The bipolar transistors Q1-Q2 may be implemented as bipolar-junction transistors, and transistors M1-M11 may be implemented as CMOS transistors. In the embodiment shown, transistors M1-M4 and M6-M11 are PMOS transistors and transistor M5 is an NMOS transistor. In addition, transistors M3, M4 are shown having a sizing reference of m=1, while transistors M1-M2 are shown with a sizing reference of m=M to indicate that the transistors M1, M2, have a size that may be an integer (or integer fraction) multiple M greater than the size of the M3, M4 transistors. Likewise, bipolar transistor Q1 is shown having a sizing reference of m=1, while the bipolar transistor Q2 is shown with a sizing reference of m=N to indicate that the bipolar transistor Q2 has a size that may be an integer (or integer fraction) multiple N greater than the size of the Q1 transistor.
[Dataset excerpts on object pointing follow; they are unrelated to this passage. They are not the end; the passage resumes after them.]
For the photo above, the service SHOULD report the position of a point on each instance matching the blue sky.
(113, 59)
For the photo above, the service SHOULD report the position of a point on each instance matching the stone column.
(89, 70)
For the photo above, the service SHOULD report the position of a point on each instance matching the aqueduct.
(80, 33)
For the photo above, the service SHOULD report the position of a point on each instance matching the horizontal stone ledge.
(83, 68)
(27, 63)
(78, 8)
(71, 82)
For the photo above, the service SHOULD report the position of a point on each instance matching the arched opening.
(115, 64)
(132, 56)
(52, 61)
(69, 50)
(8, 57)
In operation, current generator 102 forms a first circuit branch M1/M2/Q1 and a second circuit branch M3/M4/Q2/R2. Second current generator 104 forms part of a third circuit branch M6/M7/M5/R1, in which the current I2 flowing from M5 is flowing into node 116. (Therefore, note that transistors M6/M7 may be considered as part of second current generator 104 in addition to summing circuit 108.) Trimming circuit 106 includes a fourth circuit branch M12/M13/Q3 which is intended to replicate the first circuit branch such that base current of Q3 matches the base current, Ib, of Q1. Transistor M18 provides access to this replicated base current, which is provided as an input to the current mirror formed of M14/M15. The sizing of M15 can be selected in order to set the ratio of M14 to M15 (R:S) to provide the desired fraction of the base current (corresponding to current I4) at the output of the current mirror to node 118. With switch 114 closed and switches 110 and 112 open, current I4 is added to current I2 at node 116, resulting in current I3 through M6/M7 being “I2+I4”. With switch 110 and 112 closed and switch 114 open, current I4 is mirrored by M16/M17 (with a 1:1 ratio, since m=1 for both) and subtracted from current I2 at node 116, resulting in I3 through M6/M7 being “I2-I4”. Therefore, I3 (equivalent to “I2+/−I4”) flows through M6/M7, in which M6/M7 form a current mirror having an input at node 116 so as to mirror current I3 through M8/M9. Transistors M10 and M11 are connected to replicate current flowing into transistors M3/M4. Therefore, Ibias=I3+I1=(I2+/−I4)+I1, and Vref=Ibias*R3.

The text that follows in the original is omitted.